By Sara Atencio-Gonzales. The Paper. – Albuquerque Restaurant Week is returning, offering diners a chance to explore the city’s diverse food scene while supporting local businesses during a slower season.
The 10-day event, which runs April 17 through April 26, features restaurants across the city offering special prix-fixe menus designed to attract new customers and highlight what makes each establishment unique.
For Carol Wight, CEO of the New Mexico Restaurant Association, the goal is simple. “The main goal is to highlight all of the great restaurants in Albuquerque,” says Wight.
Wight explains that the timing of Restaurant Week is intentional, taking place during what she describes as a slower period for the industry.
“It’s what we call a shoulder month, which means it’s not the holidays where restaurants get used a lot, and it’s not the summer when we have lots of tourists, so restaurants aren’t that busy,” says Wight.
Wight adds that the event helps restaurants maintain stability during that lull. “We wanted to highlight restaurants doing their very best. We want them to be able to hang on to their employees and show off the best of the best to local folks,” says Wight.
Restaurant Week also serves as a coordinated marketing effort, bringing increased visibility and foot traffic to participating businesses. “Basically, we pool their money and then do a big marketing push, and therefore they get a lot of extra traffic,” says Wight.
According to Wight, that effort has already shown results.“Last year, our restaurants were talking that they had 35% more traffic and 15% more engagement than they have seen in years past,” says Wight.
For local restaurant owners, the event offers an opportunity to connect with new customers and showcase their menus.
At Copper Canyon (5455 Gibson Blvd. SE), owner Richard Armijos explains that the decision to participate this year came after passing on the opportunity in the past.
“Last year, we were new to the ownership of the business and didn’t really have our feet under us. So, we passed last year, but we thought it’d be a pretty interesting event to be part of,” says Armijos.
Copper Canyon will offer a special menu during the event. “We have a fixed menu for the event. It’s like a three-course meal. You have appetizers to choose from. You have three items from our lunch special to choose from, and then you have desserts,” says Armijos.
Menu items at Copper Canyon include a selection of comfort foods, with appetizer options like green chile cheese fries, main dishes such as chicken fried steak, and desserts including coconut cream pie or apple pie.
For Armijos, the event is also about changing perceptions and drawing attention to his neighborhood on the edge of the International District. “We’ve been in business for 25 years, and we’re in an area of Albuquerque that gets much attention only for negative,” says Armijos.
Arimjos hopes visitors leave with a new perspective. “We want people to know that there are still some places out in this area. That they could still come and bring their families to and still enjoy a wonderful experience,” says Armijos.

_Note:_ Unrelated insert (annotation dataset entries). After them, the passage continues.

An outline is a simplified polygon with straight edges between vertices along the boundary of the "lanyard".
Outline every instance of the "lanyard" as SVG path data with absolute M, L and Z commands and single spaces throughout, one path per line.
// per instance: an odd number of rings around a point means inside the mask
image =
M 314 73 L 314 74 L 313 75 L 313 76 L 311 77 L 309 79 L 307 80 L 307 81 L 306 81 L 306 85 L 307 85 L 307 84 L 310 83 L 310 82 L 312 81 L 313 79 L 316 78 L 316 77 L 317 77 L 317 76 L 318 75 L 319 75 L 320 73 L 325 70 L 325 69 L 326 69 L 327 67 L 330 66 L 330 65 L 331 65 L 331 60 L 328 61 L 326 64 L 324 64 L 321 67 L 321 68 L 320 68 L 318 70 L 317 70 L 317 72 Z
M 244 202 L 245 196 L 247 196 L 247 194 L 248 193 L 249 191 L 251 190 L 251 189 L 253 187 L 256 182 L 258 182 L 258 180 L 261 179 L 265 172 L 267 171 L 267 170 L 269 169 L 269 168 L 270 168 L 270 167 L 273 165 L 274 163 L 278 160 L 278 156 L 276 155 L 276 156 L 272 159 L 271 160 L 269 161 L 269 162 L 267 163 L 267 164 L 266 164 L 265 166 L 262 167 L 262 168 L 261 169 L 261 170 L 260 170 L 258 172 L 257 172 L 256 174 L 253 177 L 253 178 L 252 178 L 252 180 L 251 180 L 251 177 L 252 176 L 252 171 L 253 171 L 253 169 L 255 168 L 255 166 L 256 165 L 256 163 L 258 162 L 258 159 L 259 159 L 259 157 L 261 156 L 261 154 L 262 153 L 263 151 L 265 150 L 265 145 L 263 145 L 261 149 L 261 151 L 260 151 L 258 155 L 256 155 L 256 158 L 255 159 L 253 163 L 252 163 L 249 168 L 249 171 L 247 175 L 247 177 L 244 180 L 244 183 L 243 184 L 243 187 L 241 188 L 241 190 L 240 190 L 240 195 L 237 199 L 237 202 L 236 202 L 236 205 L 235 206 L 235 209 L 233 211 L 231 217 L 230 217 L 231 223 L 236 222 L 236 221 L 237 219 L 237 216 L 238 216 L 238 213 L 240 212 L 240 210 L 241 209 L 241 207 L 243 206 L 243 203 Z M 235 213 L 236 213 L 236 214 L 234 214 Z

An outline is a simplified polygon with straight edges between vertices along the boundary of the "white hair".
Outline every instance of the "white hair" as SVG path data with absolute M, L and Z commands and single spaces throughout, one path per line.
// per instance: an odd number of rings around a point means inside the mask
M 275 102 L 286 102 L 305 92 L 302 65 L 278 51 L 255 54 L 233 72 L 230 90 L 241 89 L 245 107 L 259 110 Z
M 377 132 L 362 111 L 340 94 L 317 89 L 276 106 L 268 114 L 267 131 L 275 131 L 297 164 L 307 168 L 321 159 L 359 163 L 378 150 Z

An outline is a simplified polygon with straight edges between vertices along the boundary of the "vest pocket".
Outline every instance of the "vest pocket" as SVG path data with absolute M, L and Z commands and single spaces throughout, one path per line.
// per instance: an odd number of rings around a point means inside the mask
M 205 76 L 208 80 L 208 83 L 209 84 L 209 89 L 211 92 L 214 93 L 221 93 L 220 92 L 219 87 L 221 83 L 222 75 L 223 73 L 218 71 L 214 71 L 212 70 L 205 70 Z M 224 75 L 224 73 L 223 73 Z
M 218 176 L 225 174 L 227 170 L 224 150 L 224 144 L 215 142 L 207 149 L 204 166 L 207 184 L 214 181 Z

Not far away, The Chancla (1248 San Mateo Blvd. SE) is also participating, bringing a more casual brunch-focused approach to Restaurant Week.
Co-owner Jeremy Jourdian, who runs the restaurant alongside his partner Candace Billy, explains that the restaurant joined again after a successful first year.
“Well, we did it last year. Last year was our first opening, and it was pretty awesome. It did really well,” says Jourdian.
Jourdian adds that participation also helps bring attention to the International District. “It’s really just trying to get more awareness to the International District of the cool places we have here,” says Jourdian.
Instead of a traditional upscale menu, The Chancla is offering a customizable brunch experience. “What we did is that we kind of give, like, a breakfast spread. You can pick any one of our entrees on the menu and then you also get a choice of a smaller portion of our French toast,” says Jourdian.
Jourdian explains that the restaurant prides itself on quality and inclusivity. “What we lack an ambiance we make up for in our quality of food. Everything’s made in-house, everything’s made fresh, and we’ve been chefs for 20 years.”
Jourdian also emphasizes the variety of options available to diners. “We have a lot of variety that people can choose from. And we have a lot of gluten-free options, vegetarian options,” says Jourdian.
For Wight, that diversity is exactly what makes Restaurant Week special. “What I’m excited about is the variety. We’re really trying to highlight the variety of food you can get in Albuquerque,” says Wight.
As the event continues to grow, organizers hope it will encourage residents to explore new restaurants and support the local dining community. This year, at least 30 local restaurants, all over the Albuquerque area, are participating – from Church Street Cafe in Old Town to Herencia in the Northeast Heights, from Urban Hot Dog in Nob Hill to Bien Shur at Sandia Resort and Casino.

For those looking to take part, Albuquerque Restaurant Week offers an easy way to explore the city’s diverse food scene by visiting participating restaurants and trying their special prix-fixe menus. Diners can find a full list of locations and offerings on the event website (abqrestaurantweek.org) and plan their week around new culinary experiences.